My initial idea was to use the prefix function $P$ from the Morris-Pratt algorithm ($P[i]$ is the length of the longest proper prefix of $w[1..i]$, being also its suffix), which can be calculated in linear time. Then, for each even index $i$ (we do not need to consider prefixes of odd length, as those obviously cannot be squares) the corresponding prefix $w[1..i]$ is a square if $P[i] = i/2$ and is not a square if $P[i] < i/2$.

Now, the missing case which I am unsure how to handle is $P[i] > i/2$. For example, let's consider the two strings: $abababab$ and $ababab$. The longest proper prefix-suffix of each of them is bigger than half the length of the string (6 and 4 correspondingly), yet the first one is a square and the second isn't.

Can anyone point me to an observation needed to resolve the missing part of the algorithm? Or is the idea to use the $P$ array wrong and a different approach should be applied to this problem?

  • 1
    $\begingroup$ Have you tried using a suffix tree? (reversed) $\endgroup$ Commented Feb 19, 2016 at 19:33
  • $\begingroup$ Difference between $|w|$ and $P[|w|]$ and divisibility? $\endgroup$
    – greybeard
    Commented Feb 20, 2016 at 0:13

2 Answers 2


Suppose there is an $O(|W|)$ algorithm that computes a slightly different prefix function: $Z[i]$ is the longest prefix of $W$ that is also a prefix of $W[i..n]$. Note then that your answer will simply be the count of indices $i$ such that $Z[i] >= i$, assuming 0-indexing.

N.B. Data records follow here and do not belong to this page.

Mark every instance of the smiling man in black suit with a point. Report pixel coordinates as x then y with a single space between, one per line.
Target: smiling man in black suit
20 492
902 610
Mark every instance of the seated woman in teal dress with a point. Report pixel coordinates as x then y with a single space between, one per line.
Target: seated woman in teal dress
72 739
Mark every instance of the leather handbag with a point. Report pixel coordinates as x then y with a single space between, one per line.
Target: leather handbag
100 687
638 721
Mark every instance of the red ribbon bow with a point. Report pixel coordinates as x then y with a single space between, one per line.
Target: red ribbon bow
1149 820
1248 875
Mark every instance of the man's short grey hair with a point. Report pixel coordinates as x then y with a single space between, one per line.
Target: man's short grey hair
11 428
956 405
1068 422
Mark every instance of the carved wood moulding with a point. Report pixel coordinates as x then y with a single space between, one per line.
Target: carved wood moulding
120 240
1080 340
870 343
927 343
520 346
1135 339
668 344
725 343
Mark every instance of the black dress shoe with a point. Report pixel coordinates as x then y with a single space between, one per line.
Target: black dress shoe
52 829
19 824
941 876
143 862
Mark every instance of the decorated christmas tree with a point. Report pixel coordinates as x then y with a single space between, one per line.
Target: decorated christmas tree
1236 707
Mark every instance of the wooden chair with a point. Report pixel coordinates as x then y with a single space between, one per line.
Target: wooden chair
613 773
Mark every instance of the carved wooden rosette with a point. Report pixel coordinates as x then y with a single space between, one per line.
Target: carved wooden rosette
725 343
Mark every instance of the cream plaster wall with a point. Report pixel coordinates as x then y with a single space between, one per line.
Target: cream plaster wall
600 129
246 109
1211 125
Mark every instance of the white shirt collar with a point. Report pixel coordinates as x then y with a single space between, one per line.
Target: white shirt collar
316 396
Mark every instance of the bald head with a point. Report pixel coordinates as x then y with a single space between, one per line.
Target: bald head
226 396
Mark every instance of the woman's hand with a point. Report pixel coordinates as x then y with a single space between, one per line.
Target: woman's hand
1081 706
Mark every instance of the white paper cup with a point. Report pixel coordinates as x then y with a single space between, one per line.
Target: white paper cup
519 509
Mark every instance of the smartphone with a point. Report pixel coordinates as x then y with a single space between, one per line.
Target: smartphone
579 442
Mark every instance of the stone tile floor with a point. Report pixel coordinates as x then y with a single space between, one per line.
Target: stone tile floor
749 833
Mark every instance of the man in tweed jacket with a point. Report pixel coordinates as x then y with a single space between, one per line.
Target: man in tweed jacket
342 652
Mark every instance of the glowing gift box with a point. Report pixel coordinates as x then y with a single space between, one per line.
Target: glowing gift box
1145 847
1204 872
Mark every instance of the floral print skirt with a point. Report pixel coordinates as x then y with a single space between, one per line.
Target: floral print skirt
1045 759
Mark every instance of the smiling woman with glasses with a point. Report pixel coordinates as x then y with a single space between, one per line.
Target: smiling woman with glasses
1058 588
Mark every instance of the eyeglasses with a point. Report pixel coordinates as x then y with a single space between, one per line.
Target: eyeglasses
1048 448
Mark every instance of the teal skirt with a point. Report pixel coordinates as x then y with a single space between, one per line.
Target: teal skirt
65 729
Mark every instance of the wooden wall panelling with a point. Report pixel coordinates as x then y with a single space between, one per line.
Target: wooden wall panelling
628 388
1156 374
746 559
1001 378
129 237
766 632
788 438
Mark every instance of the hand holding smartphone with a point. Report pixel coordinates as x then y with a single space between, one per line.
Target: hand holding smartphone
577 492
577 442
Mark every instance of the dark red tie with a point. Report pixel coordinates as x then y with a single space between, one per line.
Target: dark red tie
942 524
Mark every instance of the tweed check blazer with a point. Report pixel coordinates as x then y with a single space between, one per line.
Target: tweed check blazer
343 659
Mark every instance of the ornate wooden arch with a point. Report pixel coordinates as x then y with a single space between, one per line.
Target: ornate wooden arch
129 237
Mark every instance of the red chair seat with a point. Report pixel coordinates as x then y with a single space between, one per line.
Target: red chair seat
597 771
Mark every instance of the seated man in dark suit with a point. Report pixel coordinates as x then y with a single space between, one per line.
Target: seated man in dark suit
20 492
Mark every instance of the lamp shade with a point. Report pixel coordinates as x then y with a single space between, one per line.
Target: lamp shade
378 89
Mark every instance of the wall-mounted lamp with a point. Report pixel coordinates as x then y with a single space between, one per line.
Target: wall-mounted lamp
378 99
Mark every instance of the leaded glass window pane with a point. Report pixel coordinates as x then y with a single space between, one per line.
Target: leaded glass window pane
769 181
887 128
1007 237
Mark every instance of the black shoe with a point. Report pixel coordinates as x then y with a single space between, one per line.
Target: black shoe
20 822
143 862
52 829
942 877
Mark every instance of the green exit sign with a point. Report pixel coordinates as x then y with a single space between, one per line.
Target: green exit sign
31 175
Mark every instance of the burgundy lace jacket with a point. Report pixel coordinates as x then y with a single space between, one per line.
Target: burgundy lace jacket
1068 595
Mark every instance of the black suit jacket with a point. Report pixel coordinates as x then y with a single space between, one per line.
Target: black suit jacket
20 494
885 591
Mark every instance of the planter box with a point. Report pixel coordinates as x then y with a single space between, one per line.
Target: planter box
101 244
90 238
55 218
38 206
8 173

Fortunately, such an algorithm exists and is quite elegant! It's (as always) a good idea to try to devise it on your own. If you get stuck, here's a pretty good explanation: http://codeforces.com/blog/entry/3107.

  • $\begingroup$ An in-depth description of the Z-Algorithm (Z-Algorithm/Z-Map is famous among competitive programmers but I don't know if it's the real name): youtube.com/watch?v=MFK0WYeVEag. $\endgroup$
    – mrk
    Commented Feb 20, 2016 at 15:13
  • $\begingroup$ I think I have come across the notion of the Z array (under a different name actually) when reading about possible approaches to computing the shift table in the Boyer-Moore algorithm. Either way, the linked article helped me a lot to understand how to construct it. Thanks! $\endgroup$
    – Quintofron
    Commented Feb 24, 2016 at 3:35

It's also easy to do with a Rabin-Karp-type hash: https://en.wikipedia.org/wiki/Rolling_hash, which you can use to check equality of any two substrings in $O(1)$ time, albeit with a probability of error. This probability can be made negligible and works very well in practice.

I prefer the above-suggested "Z-Algorithm" solution because it's deterministic, but more so because it's a cool algorithm that is not well-known.